Le retour du franc suisse?
La semaine dernière, la Banque nationale suisse (BNS) a abaissé le taux de manière ‘inattendue’ de 25 pb, à 1,50%. Cela a suscité de nombreuses réflexions sur les forums financiers. S’agirait-il de la première étape de ‘l’inévitable’ cycle de normalisation monétaire des banques centrales occidentales? De même, l’initiative de la BNS a donné lieu à beaucoup de spéculations par rapport au franc suisse. À en croire certains observateurs, ce revirement entraînerait presque irrévocablement une forte correction du franc suisse par rapport à quasiment toutes les autres devises occidentales, dont le dollar, l’euro et même son alter ego moins rentable, le yen.
Nous pensons que les choses sont un peu plus complexes. La BNS fait exactement ce que d’autres banques centrales disent qu’elles font (ou feront): mener une politique monétaire indépendante qui dépend de considérations domestiques. En tant qu’autorité monétaire, si vos variables financières et monétaires sont saines depuis des années et que vous disposez de la crédibilité nécessaire, vous pouvez très bien suivre un parcours divergent – même par rapport à la Fed. Et il n’y a pas de raison de douter de la crédibilité de la BNS par rapport à la lutte contre l’inflation. La BNS définit la stabilité des prix comme un taux d’inflation compris dans une fourchette de 0% à 2%. La moyenne depuis 2000 s’élevait à 0,6% en glissement annuel. Alors que de nombreux pays n’ont rien contre une monnaie un peu plus faible de temps à autre pour stimuler la compétitivité, la vigueur du franc fait justement partie du modèle commercial monétaire de la Suisse.
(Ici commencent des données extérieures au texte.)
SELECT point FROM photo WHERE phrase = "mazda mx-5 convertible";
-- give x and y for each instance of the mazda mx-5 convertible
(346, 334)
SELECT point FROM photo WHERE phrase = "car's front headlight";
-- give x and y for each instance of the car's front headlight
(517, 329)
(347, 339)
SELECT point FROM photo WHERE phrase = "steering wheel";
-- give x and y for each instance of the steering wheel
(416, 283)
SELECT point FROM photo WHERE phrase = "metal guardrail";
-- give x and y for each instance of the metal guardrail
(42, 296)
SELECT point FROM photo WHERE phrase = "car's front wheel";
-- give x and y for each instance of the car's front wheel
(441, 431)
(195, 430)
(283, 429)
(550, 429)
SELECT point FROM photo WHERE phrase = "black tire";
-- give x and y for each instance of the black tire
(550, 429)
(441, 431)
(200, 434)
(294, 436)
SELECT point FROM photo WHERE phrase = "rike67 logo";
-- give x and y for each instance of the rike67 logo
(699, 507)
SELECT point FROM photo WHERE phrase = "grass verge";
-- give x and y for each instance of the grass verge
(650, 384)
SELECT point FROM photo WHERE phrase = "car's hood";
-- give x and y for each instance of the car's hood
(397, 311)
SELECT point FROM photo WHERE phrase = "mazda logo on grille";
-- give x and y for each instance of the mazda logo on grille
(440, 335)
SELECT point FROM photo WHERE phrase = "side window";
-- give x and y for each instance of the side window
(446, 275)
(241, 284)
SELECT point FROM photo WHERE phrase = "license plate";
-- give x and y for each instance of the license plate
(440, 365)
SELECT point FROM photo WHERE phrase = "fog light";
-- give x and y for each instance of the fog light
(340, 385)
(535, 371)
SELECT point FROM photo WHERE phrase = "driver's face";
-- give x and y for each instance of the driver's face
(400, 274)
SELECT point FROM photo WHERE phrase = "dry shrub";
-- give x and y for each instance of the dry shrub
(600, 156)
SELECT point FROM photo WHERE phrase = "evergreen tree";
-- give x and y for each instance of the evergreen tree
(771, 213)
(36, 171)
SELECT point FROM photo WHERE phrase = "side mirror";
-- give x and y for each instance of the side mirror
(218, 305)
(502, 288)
En effet, un faible taux d’inflation/niveau des prix domestiques va de pair avec une monnaie forte. Si le niveau général des prix est environ 2% inférieur à celui des partenaires commerciaux, la devise peut très bien s’apprécier de 2% sans perte de compétitivité. Et en plus, une monnaie forte protège le pouvoir d’achat domestique de la hausse des prix à l’importation. Ce n’est peut-être pas la voie la plus facile à suivre, mais elle crée de la stabilité, tant pour les entreprises que pour les consommateurs.
Or depuis début 2021, l’écart était devenu excessif. Le différentiel d’inflation cumulé entre l’UEM et la Suisse avait atteint environ 11%, une divergence que l’appréciation du franc a trop largement compensée (± 15%). Mais tant que l’inflation était supérieure à l’objectif, cela convenait à la BNS. Depuis lors, l’inflation est revenue dans la zone cible et la BNS s’attend à ce qu’elle s’y maintienne pour les trois années à venir. Dans ce contexte, les entreprises qui se plaignent d’une perte de compétitivité ont été davantage entendues. Le taux d’intérêt a été abaissé et la BNS indique qu’elle pourrait intervenir sur le marché des changes, cette fois-ci pour freiner une appréciation réelle (c’est-à-dire corrigée de l’inflation) trop forte du franc le cas échéant.
Tout cela signifie que le franc occupera encore une place importante dans les débats au sein de la BNS. Si la monnaie reste (trop) forte, il est possible qu’elle procède à un nouvel abaissement des taux en juin. La question à un million est bien sûr: à quel niveau le franc ne sera-t-il plus trop fort (aux yeux de la BNS)? Dans ce type d’exercice de valorisation de la PPA (parité de pouvoir d’achat), le point de départ choisi revêt une importance capitale. Prenons début 2021, la veille du revirement monétaire. Sur cette base, l’appréciation ‘excessive’ du CHF à EUR/CHF 1,00 a déjà été (amplement) effacée. Un mouvement inverse un peu plus fort dans la direction d’un affaiblissement n’est jamais exclu. Cependant, nous partons du principe que la BNS ne visera pas trop agressivement la dépréciation de la devise au-delà de la parité EUR/CHF. Du point de vue technique aussi, la zone EUR/CHF 1,00/1,01 (voir graphique) est un niveau de support solide pour le franc. Si les prévisions d’inflation de la BNS s’avèrent, la stabilisation en termes nominaux se traduira de facto par une dépréciation réelle. Et dans la foulée, les entreprises suisses retrouveront plus de compétitivité.